Fragilisées par les activités humaines, les mangroves perdraient leur capacité de récupération face aux évènements climatiques extrêmes
Le nombre de cyclones tropicaux de forte intensité a eu tendance à augmenter ces dernières années. En 2017, l’ouragan Irma, le plus puissant jamais enregistré dans les Caraïbes, a frappé l’île de Saint-Martin avec des dégâts considérables aux personnes, aux biens et à l’environnement. Dans une étude parue le 12 décembre dans la revue Scientific Reports, des chercheurs du laboratoire écologie fonctionnelle et environnement ont quantifié les dommages causés dans les mangroves de l’île. Ils ont observé qu’après l’ouragan, la récupération de la mangrove a été précoce et rapide tout autour de l’île, excepté dans des secteurs préalablement affaiblis par l’urbanisation. Les nombreux services écosystémiques rendus par les mangroves, en particulier leur rôle de nourricerie pour de nombreuses espèces marines, nécessitent donc des actions de conservation et de restauration.
Présentes dans la zone de balancement des marées des littoraux tropicaux, les mangroves sont particulièrement sensibles à l’élévation du niveau des océans ainsi qu’à l’occurrence d’évènements climatiques extrêmes. L’énergie destructrice des vagues, de la houle et des vents provoque la défoliation, le déchaussement, la chute des palétuviers puis leur dépérissement, voire leur mort, même si la mangrove joue également un rôle d’atténuation des effets de ces événements naturels sur le littoral.

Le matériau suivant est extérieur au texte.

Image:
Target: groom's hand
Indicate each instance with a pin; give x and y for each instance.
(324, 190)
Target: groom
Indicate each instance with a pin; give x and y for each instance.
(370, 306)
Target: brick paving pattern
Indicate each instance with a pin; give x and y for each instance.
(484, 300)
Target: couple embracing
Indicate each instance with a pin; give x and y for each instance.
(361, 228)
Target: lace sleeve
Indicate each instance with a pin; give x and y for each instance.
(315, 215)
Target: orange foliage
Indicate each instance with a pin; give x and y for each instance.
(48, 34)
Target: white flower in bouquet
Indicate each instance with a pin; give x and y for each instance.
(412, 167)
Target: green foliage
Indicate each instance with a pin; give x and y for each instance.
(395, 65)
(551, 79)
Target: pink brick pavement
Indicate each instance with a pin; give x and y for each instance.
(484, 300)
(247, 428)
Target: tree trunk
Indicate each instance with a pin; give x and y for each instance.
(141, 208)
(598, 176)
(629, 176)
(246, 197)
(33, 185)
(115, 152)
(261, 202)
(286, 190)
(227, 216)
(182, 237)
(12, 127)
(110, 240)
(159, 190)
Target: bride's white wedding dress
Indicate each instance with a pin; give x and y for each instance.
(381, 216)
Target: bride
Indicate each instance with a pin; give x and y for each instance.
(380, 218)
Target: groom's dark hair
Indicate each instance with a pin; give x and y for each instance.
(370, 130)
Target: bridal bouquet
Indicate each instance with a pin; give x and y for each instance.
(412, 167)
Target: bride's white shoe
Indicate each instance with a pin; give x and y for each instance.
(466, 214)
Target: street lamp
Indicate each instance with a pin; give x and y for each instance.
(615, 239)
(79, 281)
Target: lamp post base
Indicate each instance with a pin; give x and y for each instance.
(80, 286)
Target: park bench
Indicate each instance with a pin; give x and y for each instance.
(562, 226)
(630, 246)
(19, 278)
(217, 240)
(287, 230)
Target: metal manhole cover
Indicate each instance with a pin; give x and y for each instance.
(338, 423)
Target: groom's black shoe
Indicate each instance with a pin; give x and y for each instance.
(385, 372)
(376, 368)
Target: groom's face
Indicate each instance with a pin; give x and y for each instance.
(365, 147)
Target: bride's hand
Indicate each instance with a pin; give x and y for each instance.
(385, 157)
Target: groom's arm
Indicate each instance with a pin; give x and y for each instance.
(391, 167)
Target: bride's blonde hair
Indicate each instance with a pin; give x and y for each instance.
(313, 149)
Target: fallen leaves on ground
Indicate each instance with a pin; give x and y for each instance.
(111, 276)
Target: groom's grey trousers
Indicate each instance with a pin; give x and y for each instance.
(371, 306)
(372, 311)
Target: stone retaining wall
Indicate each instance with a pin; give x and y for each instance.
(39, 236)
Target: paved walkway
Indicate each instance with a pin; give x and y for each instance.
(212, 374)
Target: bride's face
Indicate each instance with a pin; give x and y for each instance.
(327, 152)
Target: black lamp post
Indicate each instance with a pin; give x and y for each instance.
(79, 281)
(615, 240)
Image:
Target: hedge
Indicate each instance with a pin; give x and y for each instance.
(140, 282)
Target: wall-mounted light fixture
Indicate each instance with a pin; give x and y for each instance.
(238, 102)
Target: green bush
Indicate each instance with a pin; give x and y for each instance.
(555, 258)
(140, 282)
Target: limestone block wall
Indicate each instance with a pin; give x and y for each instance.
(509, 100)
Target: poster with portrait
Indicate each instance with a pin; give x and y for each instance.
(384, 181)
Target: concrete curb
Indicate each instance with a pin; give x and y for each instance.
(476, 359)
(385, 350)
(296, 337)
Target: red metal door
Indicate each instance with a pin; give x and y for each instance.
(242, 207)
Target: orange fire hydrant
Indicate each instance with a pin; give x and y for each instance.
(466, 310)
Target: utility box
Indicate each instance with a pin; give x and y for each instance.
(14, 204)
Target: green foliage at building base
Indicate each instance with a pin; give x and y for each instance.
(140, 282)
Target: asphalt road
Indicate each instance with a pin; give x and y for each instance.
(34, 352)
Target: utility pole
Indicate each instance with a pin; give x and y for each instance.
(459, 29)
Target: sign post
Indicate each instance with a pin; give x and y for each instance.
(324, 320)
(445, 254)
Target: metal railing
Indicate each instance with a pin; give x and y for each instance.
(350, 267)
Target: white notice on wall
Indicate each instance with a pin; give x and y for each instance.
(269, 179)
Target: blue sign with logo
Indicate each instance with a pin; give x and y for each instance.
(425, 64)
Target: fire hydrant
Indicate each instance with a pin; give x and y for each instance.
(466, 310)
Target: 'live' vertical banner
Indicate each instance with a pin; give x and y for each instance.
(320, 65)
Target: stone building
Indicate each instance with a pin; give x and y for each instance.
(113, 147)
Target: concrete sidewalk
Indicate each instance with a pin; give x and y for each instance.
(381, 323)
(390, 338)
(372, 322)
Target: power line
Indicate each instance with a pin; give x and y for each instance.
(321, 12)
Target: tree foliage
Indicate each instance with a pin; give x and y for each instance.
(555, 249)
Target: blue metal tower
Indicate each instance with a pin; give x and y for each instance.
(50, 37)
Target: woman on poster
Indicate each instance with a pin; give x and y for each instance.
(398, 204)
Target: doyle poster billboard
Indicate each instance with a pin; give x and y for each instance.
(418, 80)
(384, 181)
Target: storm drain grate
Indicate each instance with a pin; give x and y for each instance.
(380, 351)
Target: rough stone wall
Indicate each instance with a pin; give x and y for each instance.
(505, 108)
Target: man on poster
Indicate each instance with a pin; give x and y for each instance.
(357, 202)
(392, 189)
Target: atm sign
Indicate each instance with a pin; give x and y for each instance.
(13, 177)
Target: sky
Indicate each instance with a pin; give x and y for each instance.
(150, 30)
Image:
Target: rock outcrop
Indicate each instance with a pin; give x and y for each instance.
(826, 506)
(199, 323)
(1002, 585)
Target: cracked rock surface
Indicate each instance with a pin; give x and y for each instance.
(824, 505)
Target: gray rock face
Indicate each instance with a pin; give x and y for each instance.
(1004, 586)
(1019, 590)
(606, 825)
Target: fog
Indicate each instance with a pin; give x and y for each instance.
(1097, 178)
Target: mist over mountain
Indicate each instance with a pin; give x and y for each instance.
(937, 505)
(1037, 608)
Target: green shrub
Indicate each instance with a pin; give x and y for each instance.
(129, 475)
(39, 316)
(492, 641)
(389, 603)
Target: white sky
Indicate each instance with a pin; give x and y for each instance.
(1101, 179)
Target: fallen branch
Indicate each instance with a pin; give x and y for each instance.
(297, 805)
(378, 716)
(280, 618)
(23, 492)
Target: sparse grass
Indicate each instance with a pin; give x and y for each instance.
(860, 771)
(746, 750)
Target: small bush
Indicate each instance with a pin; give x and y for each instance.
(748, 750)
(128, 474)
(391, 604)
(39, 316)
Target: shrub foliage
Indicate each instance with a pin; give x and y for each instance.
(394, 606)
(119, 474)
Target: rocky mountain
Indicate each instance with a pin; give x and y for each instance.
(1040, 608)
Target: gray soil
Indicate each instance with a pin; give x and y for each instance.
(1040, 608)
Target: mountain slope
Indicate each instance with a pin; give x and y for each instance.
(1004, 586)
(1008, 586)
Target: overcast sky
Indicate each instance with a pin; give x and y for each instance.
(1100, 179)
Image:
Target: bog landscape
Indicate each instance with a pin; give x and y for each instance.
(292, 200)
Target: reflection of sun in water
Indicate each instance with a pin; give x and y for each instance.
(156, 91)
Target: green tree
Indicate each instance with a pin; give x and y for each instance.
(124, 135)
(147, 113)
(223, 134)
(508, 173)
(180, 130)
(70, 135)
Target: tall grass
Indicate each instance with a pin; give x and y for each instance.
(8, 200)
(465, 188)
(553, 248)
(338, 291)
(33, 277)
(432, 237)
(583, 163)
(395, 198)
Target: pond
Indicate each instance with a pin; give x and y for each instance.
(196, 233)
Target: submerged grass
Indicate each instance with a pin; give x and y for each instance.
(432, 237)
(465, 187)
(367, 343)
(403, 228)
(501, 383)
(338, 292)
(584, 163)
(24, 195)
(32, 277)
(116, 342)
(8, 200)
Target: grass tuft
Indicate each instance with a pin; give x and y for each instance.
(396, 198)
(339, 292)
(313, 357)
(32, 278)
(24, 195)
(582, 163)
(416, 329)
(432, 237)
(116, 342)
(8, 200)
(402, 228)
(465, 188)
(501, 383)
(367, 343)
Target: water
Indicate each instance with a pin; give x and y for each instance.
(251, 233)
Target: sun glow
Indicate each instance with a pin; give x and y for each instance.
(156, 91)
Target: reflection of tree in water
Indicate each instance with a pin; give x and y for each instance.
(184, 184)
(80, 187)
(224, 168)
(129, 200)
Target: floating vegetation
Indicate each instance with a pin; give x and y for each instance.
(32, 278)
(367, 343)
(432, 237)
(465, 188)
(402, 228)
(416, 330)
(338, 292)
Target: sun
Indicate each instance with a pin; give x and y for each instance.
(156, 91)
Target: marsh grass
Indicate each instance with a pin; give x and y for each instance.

L’ouragan Irma, le plus puissant ayant frappé l’île de Saint Martin ces cent dernières années avec des vents de près de 300 km/h et des vagues de 8 m, a provoqué des dommages dans les mangroves que les chercheurs ont pu analyser sur le terrain et à l’aide d’images satellites à très haute résolution spatiale. Avant le passage d’Irma, près de 70% des palétuviers inventoriés étaient considérés en bon état, 25% présentaient des signes de dépérissement, et 7% étaient morts sur pieds. Après l’ouragan, la mangrove comptait près de 45% d’arbres morts, et presque autant de dépérissants. La densité des peuplements a aussi chuté considérablement, passant de plusieurs milliers d’individus vivants par hectare à seulement quelques centaines après son passage. L’analyse d’images satellites à différentes dates avant et après l’ouragan a révélé des vitesses de résilience différentes. Les chercheurs ont noté une forte chute de la vitalité de la végétation immédiatement après le passage du cyclone et sur l’ensemble des sites, chute caractéristique d’une défoliation importante des arbres. La vitalité récupère cependant rapidement par la suite, en témoigne un reverdissement de la végétation et une reprise de la productivité, confirmant de fait la forte capacité de récupération de l’écosystème mangrove. Ce processus de récupération est cependant ralenti et parfois même absent dans certains secteurs. Il est apparu que ces secteurs avaient déjà été significativement perturbés quelques mois avant le cyclone, notamment par l’altération de l’hydrodynamique due à l’avancée de l’urbanisation.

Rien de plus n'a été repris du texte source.